劉勰的《知音》篇重點不在對作品的評論,而在對作品的鑒賞。那麽,劉勰對於文學鑒賞是怎樣理解的呢?這是首先要研究的問題。
劉勰以“知音”作為鑒賞的篇名,這本身就可以看出,劉勰對於文學鑒賞提出了幾乎難以企及的高境。所謂“知音”的事例一般認為就是前麵提到的俞伯牙與鍾子期的故事。《呂氏春秋·本味》篇:“伯牙鼓琴,鍾子期聽之。方鼓琴而誌在泰山;鍾子期曰:‘善哉乎鼓琴,巍巍乎若泰山。’少選之間,而誌在流水;鍾子期又曰:‘善哉乎鼓琴,湯湯乎若流水。’鍾子期死,伯牙破琴絕弦,終身不複鼓琴。”《列子·湯問》篇有相似的記載,點出了“知音”二字:“伯牙善鼓琴,鍾子期善聽。

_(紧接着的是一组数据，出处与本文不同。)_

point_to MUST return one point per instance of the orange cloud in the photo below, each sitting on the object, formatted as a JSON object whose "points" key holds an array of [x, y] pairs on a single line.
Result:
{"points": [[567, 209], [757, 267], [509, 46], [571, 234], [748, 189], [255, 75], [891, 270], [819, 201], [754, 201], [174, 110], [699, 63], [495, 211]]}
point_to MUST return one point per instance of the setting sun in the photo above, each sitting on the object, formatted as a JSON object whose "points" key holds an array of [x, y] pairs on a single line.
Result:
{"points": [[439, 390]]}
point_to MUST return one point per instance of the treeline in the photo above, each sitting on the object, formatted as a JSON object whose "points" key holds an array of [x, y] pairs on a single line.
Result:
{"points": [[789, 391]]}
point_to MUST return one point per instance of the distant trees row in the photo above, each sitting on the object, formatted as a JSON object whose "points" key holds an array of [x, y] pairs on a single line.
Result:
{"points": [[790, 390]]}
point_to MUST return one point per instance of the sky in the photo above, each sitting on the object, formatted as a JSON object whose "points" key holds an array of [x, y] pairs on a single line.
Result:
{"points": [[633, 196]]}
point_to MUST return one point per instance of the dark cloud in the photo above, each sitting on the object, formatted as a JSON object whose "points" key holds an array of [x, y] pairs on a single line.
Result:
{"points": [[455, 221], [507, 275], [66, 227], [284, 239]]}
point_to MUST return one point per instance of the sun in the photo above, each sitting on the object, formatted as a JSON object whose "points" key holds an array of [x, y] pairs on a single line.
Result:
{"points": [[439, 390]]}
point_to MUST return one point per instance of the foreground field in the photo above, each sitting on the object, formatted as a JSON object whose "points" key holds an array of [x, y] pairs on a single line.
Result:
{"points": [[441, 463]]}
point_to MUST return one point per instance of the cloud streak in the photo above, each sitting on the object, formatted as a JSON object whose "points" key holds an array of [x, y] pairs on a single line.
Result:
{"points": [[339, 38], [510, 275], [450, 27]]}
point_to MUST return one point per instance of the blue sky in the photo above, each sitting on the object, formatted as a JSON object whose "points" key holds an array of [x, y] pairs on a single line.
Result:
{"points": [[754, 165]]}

伯牙鼓琴,誌在高山。鍾子期曰:‘善哉!峨峨兮若泰山。’誌在流水,鍾子期曰:‘善哉!洋洋兮若江河!’伯牙所念,鍾子期必得之。子期死,伯牙絕弦,以無知音者。”“念”屬於作者,“得”是屬於讀者,兩者一定要完全相應。劉勰在《知音》篇中以對音樂的鑒賞為喻,來說明他所理解的文學鑒賞是要求追尋作品原初意義的一種高境。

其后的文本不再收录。